Population (2026-01-01)
- • Total: 1,337
- • Density: 31.09/km^{2} (80.51/sq mi)
- Time zone: UTC+1 (CET)
- • Summer (DST): UTC+2 (CEST)
- Postal code: 793 31
- Website: www.svetlahora.cz

= Světlá Hora =

Světlá Hora is a municipality in Bruntál District in the Moravian-Silesian Region of the Czech Republic. It has about 1,300 inhabitants.
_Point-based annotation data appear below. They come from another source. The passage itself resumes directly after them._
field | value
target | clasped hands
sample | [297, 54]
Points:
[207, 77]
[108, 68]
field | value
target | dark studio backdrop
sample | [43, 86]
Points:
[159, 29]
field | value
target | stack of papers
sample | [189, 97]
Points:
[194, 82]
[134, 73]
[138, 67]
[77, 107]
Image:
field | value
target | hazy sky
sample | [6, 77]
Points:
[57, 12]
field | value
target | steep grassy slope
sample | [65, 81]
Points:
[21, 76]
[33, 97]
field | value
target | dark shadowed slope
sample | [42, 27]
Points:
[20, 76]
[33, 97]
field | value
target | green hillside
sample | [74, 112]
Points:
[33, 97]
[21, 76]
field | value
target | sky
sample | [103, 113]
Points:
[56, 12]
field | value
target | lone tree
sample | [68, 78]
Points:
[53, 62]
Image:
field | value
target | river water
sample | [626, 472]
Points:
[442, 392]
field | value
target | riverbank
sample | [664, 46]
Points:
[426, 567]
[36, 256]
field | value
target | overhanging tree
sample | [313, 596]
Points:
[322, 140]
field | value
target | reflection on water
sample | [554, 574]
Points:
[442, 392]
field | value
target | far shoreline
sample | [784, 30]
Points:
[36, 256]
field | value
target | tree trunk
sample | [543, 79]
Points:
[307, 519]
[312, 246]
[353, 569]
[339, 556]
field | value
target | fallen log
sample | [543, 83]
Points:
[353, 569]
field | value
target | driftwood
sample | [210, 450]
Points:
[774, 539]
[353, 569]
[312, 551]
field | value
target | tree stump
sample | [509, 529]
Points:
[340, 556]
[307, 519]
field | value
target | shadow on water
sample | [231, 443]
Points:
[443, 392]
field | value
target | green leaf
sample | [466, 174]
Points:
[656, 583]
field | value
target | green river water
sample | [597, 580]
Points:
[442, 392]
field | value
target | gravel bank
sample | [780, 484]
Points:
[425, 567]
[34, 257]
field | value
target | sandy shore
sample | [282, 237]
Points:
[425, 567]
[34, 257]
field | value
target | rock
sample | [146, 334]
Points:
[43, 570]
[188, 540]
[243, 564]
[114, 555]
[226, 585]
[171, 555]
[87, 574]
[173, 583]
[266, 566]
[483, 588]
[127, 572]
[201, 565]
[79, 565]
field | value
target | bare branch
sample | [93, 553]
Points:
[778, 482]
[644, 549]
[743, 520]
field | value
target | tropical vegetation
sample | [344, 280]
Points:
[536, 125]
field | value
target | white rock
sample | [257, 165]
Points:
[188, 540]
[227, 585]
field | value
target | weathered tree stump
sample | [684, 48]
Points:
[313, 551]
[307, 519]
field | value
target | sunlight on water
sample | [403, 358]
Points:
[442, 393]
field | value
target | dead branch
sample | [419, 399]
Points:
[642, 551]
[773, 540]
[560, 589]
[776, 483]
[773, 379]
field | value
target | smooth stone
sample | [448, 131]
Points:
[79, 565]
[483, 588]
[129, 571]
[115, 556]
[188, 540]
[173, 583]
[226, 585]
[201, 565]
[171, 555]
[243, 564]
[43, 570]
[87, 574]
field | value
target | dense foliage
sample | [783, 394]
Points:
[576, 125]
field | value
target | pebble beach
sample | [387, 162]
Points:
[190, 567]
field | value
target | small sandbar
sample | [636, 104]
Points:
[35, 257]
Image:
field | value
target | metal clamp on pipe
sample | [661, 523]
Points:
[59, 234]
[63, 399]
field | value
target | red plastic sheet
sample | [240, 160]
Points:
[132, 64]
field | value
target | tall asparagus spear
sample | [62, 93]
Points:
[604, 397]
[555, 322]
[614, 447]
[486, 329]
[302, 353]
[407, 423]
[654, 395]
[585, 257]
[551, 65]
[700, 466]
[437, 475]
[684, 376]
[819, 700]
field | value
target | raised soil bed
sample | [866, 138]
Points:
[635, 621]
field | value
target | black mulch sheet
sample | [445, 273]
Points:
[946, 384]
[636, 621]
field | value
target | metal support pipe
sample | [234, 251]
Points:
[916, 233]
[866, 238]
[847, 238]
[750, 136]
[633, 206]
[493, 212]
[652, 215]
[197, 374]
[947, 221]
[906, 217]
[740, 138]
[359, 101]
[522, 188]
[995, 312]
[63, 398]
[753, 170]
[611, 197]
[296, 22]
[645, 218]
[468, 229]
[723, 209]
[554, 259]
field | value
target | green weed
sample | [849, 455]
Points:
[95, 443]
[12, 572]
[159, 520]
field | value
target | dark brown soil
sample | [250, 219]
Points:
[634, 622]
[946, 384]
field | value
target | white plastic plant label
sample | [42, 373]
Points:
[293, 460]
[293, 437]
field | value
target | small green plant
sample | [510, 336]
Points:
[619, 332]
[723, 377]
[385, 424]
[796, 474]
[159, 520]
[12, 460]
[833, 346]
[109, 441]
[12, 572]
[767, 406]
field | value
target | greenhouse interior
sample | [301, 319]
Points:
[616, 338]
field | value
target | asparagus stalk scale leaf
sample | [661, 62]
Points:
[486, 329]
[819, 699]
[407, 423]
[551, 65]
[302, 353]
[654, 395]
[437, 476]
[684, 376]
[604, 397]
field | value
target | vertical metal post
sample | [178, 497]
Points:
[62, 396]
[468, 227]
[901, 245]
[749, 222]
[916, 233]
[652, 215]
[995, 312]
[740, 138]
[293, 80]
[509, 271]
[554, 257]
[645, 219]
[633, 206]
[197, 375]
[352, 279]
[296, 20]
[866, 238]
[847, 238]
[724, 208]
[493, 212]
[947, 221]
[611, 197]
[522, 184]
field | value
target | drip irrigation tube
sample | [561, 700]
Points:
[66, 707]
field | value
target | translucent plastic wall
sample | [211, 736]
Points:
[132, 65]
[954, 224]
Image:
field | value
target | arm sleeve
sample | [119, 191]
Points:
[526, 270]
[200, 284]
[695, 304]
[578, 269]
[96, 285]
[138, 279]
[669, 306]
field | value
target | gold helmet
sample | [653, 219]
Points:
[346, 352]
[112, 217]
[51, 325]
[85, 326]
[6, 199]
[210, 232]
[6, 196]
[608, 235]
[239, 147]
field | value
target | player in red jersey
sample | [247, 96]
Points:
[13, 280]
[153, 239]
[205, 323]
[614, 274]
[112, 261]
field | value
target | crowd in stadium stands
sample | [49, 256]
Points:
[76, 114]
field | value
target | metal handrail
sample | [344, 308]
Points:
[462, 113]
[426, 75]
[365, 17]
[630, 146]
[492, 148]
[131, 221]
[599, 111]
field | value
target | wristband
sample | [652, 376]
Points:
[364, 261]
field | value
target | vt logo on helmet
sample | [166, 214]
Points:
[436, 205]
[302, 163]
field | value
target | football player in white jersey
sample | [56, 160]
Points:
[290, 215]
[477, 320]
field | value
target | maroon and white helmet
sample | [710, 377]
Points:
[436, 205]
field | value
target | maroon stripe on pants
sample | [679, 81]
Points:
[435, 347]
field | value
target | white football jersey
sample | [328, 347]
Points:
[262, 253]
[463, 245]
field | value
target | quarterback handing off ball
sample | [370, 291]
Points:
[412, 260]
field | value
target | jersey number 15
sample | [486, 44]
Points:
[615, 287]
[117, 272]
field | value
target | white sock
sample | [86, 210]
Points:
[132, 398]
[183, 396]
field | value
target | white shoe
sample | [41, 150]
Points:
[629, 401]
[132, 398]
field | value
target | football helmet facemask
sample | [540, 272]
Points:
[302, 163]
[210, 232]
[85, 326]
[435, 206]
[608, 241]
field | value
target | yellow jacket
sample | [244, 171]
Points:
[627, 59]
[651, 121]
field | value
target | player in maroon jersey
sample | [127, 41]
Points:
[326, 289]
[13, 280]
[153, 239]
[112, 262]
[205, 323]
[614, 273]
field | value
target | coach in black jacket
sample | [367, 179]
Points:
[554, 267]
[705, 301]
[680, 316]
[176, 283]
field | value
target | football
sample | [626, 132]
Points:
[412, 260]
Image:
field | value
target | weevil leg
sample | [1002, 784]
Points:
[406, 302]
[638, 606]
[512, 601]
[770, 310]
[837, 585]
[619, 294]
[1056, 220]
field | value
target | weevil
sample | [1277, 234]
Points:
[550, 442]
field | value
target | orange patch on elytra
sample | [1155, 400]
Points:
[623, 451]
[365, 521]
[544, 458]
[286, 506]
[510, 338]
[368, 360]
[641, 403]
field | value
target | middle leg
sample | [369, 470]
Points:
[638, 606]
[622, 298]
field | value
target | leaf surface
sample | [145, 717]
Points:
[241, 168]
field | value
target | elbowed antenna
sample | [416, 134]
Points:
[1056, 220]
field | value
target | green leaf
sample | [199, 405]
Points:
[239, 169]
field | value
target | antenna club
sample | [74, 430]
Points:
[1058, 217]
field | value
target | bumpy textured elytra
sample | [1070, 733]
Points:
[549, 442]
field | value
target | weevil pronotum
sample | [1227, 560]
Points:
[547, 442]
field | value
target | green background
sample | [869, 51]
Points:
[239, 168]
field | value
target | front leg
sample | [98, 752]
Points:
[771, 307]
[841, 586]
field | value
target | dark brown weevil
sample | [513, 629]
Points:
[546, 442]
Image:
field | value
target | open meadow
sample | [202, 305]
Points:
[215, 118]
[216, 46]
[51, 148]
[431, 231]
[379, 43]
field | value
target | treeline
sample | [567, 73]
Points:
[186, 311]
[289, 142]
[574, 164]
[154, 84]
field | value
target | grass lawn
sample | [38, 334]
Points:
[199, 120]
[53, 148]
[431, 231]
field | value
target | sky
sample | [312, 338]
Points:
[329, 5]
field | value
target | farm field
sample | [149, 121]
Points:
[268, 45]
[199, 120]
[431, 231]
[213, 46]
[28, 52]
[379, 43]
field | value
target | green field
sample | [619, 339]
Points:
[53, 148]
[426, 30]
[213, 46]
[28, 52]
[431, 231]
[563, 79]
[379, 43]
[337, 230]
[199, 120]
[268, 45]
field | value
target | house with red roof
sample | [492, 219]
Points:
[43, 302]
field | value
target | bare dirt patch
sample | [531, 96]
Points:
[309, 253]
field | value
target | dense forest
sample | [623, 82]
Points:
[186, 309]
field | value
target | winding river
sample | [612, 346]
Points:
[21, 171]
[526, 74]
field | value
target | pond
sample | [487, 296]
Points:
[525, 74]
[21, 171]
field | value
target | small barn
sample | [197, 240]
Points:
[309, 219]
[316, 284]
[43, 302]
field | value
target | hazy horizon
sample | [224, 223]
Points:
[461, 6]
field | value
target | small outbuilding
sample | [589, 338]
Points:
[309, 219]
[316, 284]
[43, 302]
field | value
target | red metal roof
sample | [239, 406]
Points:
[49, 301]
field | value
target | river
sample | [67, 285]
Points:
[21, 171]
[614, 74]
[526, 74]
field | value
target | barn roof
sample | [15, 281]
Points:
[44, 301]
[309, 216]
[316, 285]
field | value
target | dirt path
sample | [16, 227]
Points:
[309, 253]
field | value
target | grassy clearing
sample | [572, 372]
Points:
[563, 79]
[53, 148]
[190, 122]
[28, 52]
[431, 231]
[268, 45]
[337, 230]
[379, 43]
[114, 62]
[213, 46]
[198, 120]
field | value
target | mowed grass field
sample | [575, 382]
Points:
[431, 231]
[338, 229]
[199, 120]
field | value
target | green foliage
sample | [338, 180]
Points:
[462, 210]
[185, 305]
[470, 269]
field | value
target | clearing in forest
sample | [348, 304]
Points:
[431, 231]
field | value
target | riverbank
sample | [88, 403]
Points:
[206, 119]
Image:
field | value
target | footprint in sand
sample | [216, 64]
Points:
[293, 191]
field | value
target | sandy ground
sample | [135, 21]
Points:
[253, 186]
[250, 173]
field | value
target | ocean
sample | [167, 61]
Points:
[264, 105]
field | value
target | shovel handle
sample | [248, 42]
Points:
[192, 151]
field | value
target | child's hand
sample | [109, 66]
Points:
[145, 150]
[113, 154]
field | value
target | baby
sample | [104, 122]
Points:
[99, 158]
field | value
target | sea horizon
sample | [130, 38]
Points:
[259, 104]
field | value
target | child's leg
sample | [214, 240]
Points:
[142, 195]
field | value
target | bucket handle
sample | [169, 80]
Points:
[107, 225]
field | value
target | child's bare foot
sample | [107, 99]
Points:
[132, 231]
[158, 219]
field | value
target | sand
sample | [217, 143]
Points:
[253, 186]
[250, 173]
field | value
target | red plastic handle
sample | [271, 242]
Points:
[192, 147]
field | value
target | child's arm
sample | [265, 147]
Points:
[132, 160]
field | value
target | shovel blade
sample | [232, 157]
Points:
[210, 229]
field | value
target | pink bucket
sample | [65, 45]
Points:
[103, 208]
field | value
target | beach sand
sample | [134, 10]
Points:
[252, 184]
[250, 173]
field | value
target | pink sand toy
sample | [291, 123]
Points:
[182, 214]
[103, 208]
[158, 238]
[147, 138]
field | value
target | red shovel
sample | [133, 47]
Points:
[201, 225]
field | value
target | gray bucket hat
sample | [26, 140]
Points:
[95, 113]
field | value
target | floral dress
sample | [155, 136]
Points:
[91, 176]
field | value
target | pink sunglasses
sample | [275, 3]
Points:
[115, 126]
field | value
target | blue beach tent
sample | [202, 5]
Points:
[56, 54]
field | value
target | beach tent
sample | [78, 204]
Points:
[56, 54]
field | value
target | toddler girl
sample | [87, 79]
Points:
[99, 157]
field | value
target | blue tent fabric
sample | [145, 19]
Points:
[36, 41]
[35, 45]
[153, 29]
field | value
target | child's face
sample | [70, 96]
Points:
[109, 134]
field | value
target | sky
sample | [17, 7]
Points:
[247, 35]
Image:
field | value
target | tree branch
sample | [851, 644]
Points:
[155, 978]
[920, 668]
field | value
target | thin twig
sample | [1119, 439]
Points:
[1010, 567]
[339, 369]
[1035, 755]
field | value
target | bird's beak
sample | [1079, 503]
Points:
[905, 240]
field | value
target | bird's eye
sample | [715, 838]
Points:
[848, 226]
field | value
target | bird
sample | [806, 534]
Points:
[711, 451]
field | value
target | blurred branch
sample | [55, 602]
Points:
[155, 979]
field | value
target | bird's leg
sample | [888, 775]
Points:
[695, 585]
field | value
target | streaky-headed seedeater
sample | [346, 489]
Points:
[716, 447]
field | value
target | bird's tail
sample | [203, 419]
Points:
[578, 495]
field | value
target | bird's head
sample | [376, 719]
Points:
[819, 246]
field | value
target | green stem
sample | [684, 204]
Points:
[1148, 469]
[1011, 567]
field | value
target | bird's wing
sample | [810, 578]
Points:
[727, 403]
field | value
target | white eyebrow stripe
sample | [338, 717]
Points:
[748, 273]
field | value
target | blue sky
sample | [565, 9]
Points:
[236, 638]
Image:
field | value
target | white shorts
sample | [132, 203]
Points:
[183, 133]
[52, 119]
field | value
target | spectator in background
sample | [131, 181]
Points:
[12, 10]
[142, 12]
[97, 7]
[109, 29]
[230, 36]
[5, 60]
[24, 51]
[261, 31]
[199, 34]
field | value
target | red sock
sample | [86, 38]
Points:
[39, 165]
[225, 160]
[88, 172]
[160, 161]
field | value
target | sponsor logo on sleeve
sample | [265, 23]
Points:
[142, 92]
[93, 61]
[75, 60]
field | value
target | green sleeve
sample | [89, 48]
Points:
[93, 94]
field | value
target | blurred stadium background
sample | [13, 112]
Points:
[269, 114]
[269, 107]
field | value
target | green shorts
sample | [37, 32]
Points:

==Administrative division==
Světlá Hora consists of five municipal parts (in brackets population according to the 2021 census):

- Dětřichovice (102)
- Podlesí (92)
- Stará Voda (62)
- Suchá Rudná (60)
- Světlá (1,024)

==Geography==
Světlá Hora is located about 7 km northwest of Bruntál and 50 km north of Olomouc. It lies on the border between the Nízký Jeseník and Hrubý Jeseník ranges. The highest point is the mountain Ovčí vrch at 966 m above sea level.

==History==
The first written mention of the village of Světlá is from 1267.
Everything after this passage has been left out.